Modern Slavery Legislation Update

On May 11, 2023, Canada passed Bill S-211: An Act to Enact Fighting Against Forced Labour and Child Labour in Supply Chains Act and to Amend the Customs Tariff (the “Act”). The Act, which will come into force on January 1, 2024, was enacted to action Canada’s international commitment to combat forced labour and child labour by imposing certain obligations on (i) government institutions producing, purchasing or distributing goods in Canada or elsewhere; and (ii) certain business entities producing goods in Canada or elsewhere or importing goods produced outside Canada.

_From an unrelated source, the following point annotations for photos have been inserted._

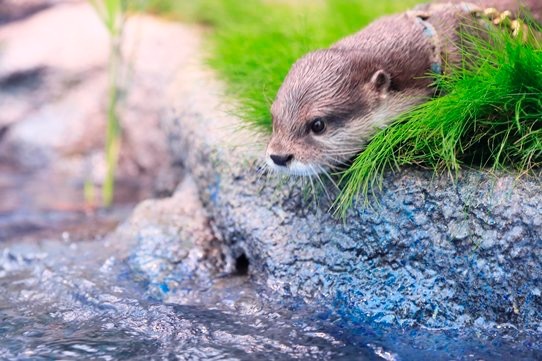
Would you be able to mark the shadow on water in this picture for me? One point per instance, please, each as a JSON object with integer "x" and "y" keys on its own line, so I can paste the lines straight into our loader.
{"x": 74, "y": 299}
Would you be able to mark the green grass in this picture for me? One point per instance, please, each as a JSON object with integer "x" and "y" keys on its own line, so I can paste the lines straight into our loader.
{"x": 489, "y": 116}
{"x": 112, "y": 14}
{"x": 254, "y": 43}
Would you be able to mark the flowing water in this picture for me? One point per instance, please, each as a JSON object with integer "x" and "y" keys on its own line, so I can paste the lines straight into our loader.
{"x": 67, "y": 298}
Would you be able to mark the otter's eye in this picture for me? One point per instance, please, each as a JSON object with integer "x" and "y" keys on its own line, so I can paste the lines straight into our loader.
{"x": 318, "y": 126}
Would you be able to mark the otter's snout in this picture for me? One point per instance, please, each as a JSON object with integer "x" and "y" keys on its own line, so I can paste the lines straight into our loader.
{"x": 281, "y": 160}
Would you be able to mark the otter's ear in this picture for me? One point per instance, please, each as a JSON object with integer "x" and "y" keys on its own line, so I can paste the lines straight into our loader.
{"x": 381, "y": 81}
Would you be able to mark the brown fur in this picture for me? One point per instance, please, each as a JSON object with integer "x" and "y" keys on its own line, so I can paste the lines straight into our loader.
{"x": 361, "y": 83}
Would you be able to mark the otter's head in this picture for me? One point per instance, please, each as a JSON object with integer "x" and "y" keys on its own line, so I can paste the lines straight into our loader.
{"x": 329, "y": 104}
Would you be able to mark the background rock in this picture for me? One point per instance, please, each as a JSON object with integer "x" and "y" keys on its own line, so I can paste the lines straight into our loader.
{"x": 54, "y": 94}
{"x": 433, "y": 251}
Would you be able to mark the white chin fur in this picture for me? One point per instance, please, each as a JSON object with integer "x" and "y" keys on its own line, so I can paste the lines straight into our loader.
{"x": 294, "y": 168}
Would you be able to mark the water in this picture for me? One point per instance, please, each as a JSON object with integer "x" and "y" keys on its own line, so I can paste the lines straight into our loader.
{"x": 66, "y": 298}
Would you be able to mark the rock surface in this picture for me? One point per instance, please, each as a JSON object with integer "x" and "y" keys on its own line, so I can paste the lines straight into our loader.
{"x": 434, "y": 252}
{"x": 54, "y": 96}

“Business entities” are defined in the Act as a corporation, trust, partnership, or other unincorporated organization that:

  • is listed on stock exchange in Canada; or 
  • has a place of business in Canada, does business in Canada or has assets in Canada and (based on its consolidated financial statements) meets at least two of the following conditions for at least one of its two most recent financial years:
    • has at least $20 million in assets;
    • has generated at least $40 million in revenue; or
    • employs an average of at least 250 employees.

The Act requires that business entities report to the Minister of Public Safety and Emergency Preparedness on or before May 31 of each year the measures taken to prevent and reduce the risk that child labour or forced labour at any step of the production of goods in Canada or elsewhere by the entity, or of goods imported into Canada by the entity.

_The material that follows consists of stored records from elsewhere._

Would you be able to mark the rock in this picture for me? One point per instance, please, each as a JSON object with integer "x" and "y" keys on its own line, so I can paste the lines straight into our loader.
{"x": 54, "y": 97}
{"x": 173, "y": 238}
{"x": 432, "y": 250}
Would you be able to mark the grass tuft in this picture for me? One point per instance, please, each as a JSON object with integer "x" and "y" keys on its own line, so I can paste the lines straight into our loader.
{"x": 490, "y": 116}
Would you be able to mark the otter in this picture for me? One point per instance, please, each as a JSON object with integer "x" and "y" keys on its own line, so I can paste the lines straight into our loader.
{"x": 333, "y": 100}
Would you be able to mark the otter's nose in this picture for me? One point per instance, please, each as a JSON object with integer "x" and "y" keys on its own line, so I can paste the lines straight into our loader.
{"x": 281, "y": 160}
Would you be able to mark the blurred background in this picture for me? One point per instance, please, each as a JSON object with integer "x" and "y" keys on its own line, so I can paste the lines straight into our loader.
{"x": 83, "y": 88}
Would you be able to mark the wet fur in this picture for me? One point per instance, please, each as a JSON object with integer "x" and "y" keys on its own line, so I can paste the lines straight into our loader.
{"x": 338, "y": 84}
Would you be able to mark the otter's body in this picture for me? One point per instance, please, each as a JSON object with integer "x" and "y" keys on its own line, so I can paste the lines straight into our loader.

The report must include the following information of the reporting entity:

  1. its structure, activities, and supply chains;
  2. its policies and its due diligence processes in relation to forced labour and child labour;
  3. the parts of its business and supply chains that carry a risk of forced labour or child labour being used and the steps it has taken to assess and manage that risk;
  4. any measures taken to remediate any forced labour or child labour;
  5. any measures taken to remediate the loss of income to the most vulnerable families that results from any measure taken to eliminate the use of forced labour or child labour in its activities and supply chains;
  6. the training provided to employees on forced labour and child labour; and
  7. how the entity assesses its effectiveness in ensuring that forced labour and child labour are not being used in its business and supply chains.

Further, the report must be approved by the entity’s governing body (such as the Board of Directors), evidenced by a statement that sets out whether it was approved pursuant to the approval of the governing body and the signature of one or more members of the governing body of each entity that approved the report.

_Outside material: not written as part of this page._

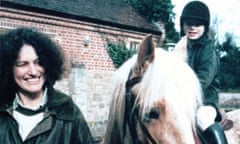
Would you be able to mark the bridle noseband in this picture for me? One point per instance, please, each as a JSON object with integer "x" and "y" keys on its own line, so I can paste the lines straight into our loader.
{"x": 131, "y": 115}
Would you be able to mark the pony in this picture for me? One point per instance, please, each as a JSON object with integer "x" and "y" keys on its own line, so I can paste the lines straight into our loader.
{"x": 155, "y": 99}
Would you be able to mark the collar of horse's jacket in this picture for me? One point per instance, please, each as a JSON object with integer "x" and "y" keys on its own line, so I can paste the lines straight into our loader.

Finally, reports will be made available to the public in two ways:

  1. In an electronic registry on Public Safety Canada’s website; and
  2. In a prominent location on the reporting entity or government institution’s website.

In the case of entities incorporated under the Canada Business Corporations Act or under any other federal law, the report must also be distributed to each shareholder, along with the entity’s annual financial statements.

Foreign corporations with Canadian counterparts should prepare for the Act’s coming into force by determining whether the reporting requirements under the Act are applicable. If it is determined that a foreign corporation falls under the definition of “business entity”, it is expected to conduct the necessary due diligence to assess risks of forced labour and/or child labour in its supply chains.

Every person or entity that fails to comply with the Act is guilty of an offence punishable on summary conviction and liable to a fine of up to CAD $250,000, including directors, officers, agents, or any person that participated in the commission of an offence under the Act.